Posted on 10/06/2014 1:24:18 AM PDT by markomalley

champagne-hailAmong the issues that stands out in yesterday’s (Sunday) Gospel about the vineyard, is the wild and strange over-reaction by the tenant farmers that the landowner was owed anything in terms of the fruits of the harvest. Notice that they beat, stone and kill the servants sent to collect the owners portion. They do the same with a second wave and then even end up killing the landowner’s son!

And this is not mere story. It was born out time and time again in Israel’s history in the shameful rejection, hatred, improsonment and killing of the prophets. It was about to culminate in the astonishing killing of God’s own Son! The text of yesterday’s parable said, They seized the son, threw him out of the vineyard, and killed him (Matt 21:40). And as the Book of Hebrews affirms of the ancient Jews, and also of us, So Jesus also suffered outside the gate in order to sanctify the people through his own blood. Therefore let us go forth to him outside the camp and bear the abuse he endured (Heb 13:12-13).

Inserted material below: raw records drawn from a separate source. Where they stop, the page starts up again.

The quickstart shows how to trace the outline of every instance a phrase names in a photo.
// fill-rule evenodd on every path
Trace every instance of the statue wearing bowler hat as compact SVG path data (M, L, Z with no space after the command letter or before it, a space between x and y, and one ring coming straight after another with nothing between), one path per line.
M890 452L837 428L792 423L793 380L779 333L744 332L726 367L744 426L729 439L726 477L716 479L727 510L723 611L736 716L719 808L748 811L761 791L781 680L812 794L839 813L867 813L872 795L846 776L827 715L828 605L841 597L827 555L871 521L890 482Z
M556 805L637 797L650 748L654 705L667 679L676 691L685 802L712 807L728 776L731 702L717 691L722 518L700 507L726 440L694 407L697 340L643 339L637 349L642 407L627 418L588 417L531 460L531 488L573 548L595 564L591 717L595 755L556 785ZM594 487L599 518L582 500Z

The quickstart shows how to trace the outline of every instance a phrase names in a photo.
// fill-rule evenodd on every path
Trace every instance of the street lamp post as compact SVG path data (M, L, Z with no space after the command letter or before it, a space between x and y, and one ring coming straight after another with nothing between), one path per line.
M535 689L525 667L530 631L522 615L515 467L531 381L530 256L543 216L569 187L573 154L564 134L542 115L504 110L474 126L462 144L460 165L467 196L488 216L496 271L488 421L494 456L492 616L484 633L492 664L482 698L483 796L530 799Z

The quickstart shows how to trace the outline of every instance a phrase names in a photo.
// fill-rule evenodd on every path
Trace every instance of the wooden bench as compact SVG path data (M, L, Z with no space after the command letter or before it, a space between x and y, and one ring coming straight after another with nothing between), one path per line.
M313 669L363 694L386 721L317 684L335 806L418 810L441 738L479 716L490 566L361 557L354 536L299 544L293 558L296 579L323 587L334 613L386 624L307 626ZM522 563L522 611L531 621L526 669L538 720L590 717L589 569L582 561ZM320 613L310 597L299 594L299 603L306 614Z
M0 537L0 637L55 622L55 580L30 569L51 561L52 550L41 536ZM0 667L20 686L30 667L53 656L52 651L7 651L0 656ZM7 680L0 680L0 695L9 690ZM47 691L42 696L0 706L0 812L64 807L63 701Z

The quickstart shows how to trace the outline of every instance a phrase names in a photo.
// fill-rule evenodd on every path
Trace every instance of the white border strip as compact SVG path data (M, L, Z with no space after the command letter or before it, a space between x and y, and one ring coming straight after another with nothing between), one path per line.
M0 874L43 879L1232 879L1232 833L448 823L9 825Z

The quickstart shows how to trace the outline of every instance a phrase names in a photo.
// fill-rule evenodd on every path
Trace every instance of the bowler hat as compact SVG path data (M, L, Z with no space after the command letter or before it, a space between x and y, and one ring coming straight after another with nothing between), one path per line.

And down through history the human family has repeated this pattern, killing those sent to preach the gospel to us, and holding up God’s own Son for contempt, and even murder in the killing of members of his body who are force to die “outside the camp” They are ostracized for the mere preaching of the gospel, and the calling for the fruits that befit the righteousness of those made in the image and likeness of God.

What is wrong with us? Why this special and outrageous hatred for God and his very reasonable request that we bear fruits that are suited for creatures made in his image an likeness?

Some will say that it is just the human tendency to dislike rules and limits. But honestly, most of us like rules just fine in most other contexts. If anything our modern American scene is dominated by an increasing demand for rules and laws.

Look at all the campaigns against smoking, drunk driving, sexual harassment, fair hiring and labor practices, civil rights, and now even rules about calories, salt and sugar content….etc. There has been an almost endless parade of demands for new laws. Not all these laws are bad but they DO illustrate Chesterton’s old axiom that when we cast aside big laws we do not get less law, we get lots of little laws. So, cast aside a big law like honesty, or mutual respect, or justice and you get ten thousand little laws.

And we not only tolerate these laws, we demand them, even as we complain that Government is too big and intrusive we still want more laws, more protection, more, more.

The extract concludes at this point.